Título: Partido pode virar um PMDB à esquerda, prevê cientista político
Autor: Mariana Caetano
Fonte: O Estado de São Paulo, 06/11/2005, Nacional, p. A14

Aldo Fornazieri avalia, ainda, que governo Lula avançou em relação a FHC, mas falhou na renovação de costumes políticos

A nova configuração interna do PT, resultado das eleições que tiraram do Campo Majoritário a hegemonia mantida há 10 anos no Diretório Nacional, aumentará o impasse na definição dos rumos do partido e a relação "esquizofrênica" com o governo Lula. Para o cientista político Aldo Fornazieri, que acompanhou a construção do PT e sua derrocada atual, o partido corre o risco de se transformar numa espécie de "PMDB à esquerda", com o fortalecimento de lideranças regionais em detrimento do comando unificado nacional. A Fundação Escola de Sociologia e Política de São Paulo, onde Fornazieri coordena o curso de graduação, lança nesta semana um caderno especial sobre a crise política.

O governo Lula fracassou?

Se comparado com o governo FHC, o governo Lula teve êxitos importantes. O crescimento econômico é um exemplo. Mas os resultados foram muito piores em relação aos objetivos que o PT e o candidato Lula apresentaram. Fracassou também na renovação dos usos e costumes políticos brasileiros. Ao longo de sua história, o PT sempre fez o discurso da renovação. Lula pode se reeleger, mas dimensionando os resultados de seu governo face aos objetivos de mudanças e o discurso da renovação, sem dúvida ele fracassou.

E o PT?

A crise do PT é anterior ao escândalo do mensalão. Havia uma crise de capacidade na condução política do País. Isso se relacionava à insuficiência do programa governamental, ao próprio governo Lula e a um modo de direção pragmática que afetava tanto a liderança partidária quanto o governo. Os objetivos imediatos do poder passaram a ser preponderantes sobre qualquer outra consideração. Isso bloqueou a capacidade de desenvolver um programa estratégico de longo prazo.
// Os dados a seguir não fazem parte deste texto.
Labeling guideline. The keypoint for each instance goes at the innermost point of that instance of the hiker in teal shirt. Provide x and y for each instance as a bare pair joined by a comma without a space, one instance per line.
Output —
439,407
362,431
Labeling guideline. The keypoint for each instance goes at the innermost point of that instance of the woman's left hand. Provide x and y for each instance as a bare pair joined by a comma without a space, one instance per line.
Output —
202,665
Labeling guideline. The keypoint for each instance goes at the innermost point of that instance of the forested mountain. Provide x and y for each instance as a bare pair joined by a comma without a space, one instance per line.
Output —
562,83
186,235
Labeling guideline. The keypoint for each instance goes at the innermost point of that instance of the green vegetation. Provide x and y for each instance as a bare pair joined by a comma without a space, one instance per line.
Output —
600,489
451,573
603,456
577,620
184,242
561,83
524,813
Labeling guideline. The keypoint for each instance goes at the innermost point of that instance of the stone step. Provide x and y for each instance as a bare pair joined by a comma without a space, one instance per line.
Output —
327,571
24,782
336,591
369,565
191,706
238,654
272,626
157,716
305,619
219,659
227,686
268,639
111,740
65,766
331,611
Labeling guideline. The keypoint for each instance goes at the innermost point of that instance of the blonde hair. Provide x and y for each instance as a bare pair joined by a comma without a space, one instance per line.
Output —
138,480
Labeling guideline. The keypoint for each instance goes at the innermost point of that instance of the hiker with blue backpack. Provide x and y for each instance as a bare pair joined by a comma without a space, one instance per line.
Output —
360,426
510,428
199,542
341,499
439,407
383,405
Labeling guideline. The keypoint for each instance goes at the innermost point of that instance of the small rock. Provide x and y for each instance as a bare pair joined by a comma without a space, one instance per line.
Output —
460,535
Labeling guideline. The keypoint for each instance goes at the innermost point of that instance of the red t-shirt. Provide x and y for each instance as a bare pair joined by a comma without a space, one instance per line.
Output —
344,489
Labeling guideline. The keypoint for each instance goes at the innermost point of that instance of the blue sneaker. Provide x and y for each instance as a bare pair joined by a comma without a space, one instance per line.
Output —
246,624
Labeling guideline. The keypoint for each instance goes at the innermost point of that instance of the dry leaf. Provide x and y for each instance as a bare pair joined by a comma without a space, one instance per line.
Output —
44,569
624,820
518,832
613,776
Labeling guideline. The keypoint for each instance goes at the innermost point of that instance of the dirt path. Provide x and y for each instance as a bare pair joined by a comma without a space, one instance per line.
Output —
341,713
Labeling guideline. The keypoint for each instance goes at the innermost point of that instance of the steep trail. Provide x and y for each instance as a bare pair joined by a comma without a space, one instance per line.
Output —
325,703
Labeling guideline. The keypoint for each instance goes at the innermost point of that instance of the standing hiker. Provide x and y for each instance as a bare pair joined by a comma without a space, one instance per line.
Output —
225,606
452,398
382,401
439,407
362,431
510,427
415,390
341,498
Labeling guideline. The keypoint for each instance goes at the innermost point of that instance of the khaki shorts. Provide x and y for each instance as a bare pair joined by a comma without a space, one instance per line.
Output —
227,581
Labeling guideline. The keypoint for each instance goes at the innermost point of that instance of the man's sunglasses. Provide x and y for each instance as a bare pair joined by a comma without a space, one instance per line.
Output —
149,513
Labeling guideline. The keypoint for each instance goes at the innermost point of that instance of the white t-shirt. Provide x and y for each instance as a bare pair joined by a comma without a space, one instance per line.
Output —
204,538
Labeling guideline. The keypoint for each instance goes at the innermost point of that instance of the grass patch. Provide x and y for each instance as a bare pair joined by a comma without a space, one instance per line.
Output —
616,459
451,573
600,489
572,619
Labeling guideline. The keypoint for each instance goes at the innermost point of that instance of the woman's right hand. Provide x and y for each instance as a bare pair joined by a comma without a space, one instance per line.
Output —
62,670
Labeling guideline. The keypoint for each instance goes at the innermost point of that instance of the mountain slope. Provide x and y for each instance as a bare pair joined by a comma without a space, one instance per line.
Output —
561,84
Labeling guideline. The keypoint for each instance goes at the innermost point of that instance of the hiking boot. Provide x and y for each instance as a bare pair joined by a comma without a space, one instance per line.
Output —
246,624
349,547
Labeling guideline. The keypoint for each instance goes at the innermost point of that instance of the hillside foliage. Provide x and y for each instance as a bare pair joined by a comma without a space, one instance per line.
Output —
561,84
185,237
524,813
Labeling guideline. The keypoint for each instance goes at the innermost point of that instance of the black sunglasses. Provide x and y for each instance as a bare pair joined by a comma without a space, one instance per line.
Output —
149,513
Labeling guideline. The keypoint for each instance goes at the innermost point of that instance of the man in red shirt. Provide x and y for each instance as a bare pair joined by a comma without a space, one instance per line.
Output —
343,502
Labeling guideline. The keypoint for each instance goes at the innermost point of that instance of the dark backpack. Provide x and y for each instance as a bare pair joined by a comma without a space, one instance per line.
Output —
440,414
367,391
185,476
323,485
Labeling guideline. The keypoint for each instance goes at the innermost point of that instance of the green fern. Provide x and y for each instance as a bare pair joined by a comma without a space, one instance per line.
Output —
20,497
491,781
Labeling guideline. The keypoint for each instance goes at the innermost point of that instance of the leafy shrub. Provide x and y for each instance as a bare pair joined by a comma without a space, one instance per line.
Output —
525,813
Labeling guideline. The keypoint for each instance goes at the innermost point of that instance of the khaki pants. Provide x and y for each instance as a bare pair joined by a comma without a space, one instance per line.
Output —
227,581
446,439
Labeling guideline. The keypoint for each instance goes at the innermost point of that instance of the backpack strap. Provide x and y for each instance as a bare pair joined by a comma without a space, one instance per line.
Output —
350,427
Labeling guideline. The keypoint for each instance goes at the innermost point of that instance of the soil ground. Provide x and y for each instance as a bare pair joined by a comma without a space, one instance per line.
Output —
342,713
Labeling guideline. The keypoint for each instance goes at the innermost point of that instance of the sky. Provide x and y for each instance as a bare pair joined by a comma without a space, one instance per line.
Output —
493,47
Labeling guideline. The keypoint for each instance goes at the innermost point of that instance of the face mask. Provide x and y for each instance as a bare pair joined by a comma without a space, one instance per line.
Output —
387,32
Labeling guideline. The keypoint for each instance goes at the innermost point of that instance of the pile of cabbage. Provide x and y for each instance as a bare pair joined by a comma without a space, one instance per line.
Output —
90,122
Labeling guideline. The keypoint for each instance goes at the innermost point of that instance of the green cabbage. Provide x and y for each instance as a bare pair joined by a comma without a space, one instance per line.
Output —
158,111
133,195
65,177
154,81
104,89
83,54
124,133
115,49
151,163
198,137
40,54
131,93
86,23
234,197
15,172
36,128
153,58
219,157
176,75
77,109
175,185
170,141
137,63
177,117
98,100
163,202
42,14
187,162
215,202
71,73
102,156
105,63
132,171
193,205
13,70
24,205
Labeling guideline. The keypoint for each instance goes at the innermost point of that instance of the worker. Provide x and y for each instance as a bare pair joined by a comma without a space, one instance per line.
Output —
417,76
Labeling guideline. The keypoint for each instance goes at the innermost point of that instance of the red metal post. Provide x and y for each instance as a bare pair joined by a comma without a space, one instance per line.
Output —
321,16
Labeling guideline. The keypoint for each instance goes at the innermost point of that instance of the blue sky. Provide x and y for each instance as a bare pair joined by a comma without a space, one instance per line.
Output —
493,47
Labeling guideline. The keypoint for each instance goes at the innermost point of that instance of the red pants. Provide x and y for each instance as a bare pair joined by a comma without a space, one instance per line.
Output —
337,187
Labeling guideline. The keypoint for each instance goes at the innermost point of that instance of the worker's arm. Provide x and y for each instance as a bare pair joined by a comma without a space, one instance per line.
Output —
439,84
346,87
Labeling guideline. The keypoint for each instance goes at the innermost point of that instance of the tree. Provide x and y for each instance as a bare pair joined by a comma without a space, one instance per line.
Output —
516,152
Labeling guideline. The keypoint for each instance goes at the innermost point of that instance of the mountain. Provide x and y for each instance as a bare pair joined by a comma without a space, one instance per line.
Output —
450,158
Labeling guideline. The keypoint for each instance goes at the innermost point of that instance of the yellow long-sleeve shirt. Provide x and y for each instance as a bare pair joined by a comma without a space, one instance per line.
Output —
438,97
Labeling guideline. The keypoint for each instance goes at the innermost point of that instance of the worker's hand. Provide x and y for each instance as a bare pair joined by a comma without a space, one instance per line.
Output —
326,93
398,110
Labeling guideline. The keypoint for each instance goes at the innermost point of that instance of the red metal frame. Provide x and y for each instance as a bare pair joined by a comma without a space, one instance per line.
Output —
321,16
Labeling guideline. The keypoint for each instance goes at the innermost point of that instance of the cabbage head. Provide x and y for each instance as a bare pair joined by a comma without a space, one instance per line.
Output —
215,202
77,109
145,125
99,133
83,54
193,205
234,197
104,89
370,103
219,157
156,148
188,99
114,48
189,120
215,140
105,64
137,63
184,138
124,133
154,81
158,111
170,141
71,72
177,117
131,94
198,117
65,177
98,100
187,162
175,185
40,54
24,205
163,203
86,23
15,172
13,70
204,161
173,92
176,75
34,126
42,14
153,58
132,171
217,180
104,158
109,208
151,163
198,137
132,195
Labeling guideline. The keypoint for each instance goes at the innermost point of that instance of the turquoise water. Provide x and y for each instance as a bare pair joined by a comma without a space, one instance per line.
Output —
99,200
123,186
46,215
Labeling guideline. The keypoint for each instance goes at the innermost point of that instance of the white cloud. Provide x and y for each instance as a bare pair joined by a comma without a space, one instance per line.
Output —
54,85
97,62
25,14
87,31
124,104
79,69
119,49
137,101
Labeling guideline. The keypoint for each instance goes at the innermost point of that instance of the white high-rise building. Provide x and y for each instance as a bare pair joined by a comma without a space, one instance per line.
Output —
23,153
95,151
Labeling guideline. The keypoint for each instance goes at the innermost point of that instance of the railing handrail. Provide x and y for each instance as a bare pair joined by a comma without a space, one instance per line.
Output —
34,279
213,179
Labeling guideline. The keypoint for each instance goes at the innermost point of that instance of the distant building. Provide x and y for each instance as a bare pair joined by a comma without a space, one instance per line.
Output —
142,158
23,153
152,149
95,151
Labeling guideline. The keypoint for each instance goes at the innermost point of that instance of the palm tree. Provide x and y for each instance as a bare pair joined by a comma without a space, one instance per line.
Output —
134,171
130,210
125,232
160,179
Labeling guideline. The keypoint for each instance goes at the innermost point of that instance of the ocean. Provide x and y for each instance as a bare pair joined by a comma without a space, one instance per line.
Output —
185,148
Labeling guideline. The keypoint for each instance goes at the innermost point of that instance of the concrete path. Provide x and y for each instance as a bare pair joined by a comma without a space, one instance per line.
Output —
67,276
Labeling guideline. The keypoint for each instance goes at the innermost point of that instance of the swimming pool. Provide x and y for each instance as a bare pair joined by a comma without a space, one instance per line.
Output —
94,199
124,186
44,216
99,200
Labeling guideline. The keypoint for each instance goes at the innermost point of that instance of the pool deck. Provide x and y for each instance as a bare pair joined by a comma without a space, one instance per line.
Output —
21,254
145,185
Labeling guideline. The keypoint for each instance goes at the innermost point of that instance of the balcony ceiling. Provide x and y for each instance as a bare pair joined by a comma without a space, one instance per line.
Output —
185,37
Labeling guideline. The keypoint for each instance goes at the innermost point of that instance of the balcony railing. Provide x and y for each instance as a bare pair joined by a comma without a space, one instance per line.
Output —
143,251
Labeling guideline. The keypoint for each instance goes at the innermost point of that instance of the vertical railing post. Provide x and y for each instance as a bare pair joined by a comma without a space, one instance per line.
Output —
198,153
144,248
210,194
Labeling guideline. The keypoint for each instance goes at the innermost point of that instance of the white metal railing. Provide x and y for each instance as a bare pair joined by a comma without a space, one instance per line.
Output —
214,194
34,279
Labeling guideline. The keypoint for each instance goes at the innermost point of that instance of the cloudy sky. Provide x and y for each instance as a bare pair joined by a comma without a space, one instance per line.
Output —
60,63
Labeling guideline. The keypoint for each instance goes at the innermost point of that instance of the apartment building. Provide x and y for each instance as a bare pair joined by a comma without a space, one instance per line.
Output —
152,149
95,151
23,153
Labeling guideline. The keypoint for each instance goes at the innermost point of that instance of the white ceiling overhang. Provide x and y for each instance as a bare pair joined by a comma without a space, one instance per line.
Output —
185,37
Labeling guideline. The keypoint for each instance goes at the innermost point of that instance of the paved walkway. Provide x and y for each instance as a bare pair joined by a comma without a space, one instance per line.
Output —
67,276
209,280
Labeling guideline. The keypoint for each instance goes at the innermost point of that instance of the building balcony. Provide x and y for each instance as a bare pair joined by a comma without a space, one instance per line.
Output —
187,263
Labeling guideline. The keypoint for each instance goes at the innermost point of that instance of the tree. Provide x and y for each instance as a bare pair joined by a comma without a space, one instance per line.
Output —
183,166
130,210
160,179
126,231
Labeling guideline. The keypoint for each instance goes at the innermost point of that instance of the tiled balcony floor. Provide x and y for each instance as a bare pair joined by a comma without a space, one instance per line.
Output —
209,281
De que forma isso afetou o partido?

O PT se dividiu em dois blocos: uma esquerda combativa, mas anacrônica, e o Campo Majoritário, afundado dentro de uma condução pragmática do partido e do governo. O governo acabou dando alguns passos adiante em relação àquilo que o PT tinha elaborado e isso criou um paradoxo: o partido não acompanhou os passos positivos que Lula deu. Esta esquizofrenia se manifestou em impasses, críticas e incapacidade de condução política. Governo e o PT não conseguiram coesionar sua base política no Congresso em torno de eixos programáticos e estratégicos. Ficaram presos à armadilha fisiológica, que levou a deslizes éticos.

A eleição interna desbloqueou a capacidade de construir esse projeto?

Pelo contrário. Os impasses se aprofundaram porque o PT não tem um grupo com maioria definida e tudo terá de ser negociado. Na sua essência, um partido é um organismo de direção e comando. Se não é capaz de definir para onde quer ir, vive em impasses. A crise no partido tende a se aprofundar.

O que pode ocorrer com o PT?

Com o enfraquecimento do mando nacional, as lideranças regionais vão agir com mais autonomia. Isso já está ocorrendo no Rio Grande do Sul, em São Paulo e Minas Gerais. Além disso tem o problema das tendências. O PT é um conglomerado de tendências e, como não há hegemonia clara de nenhum grupo, isso contribui para a fragmentação e a ambigüidade. Para as eleições presidenciais, Lula terá de definir um comando político próprio. E precisará convencer o PT do caminho que escolheu, a menos que faça uma campanha com uma relativa autonomia em relação ao partido. É claro que o PT estará engajado na campanha, mas dada a fragilidade da legenda neste momento, o governo poderá se impor sobre o partido.

O que se pode esperar de um eventual novo governo Lula?

É difícil fazer um prognóstico, mas tende a ser um governo mais ao centro do que o atual.

Mas a expectativa do PT é puxá-lo mais à esquerda.

O PT deve perder força política, especialmente na Câmara. Diante disso, Lula terá de compor uma base de sustentação mais ao centro. O PMDB poderá ser seu grande fiador.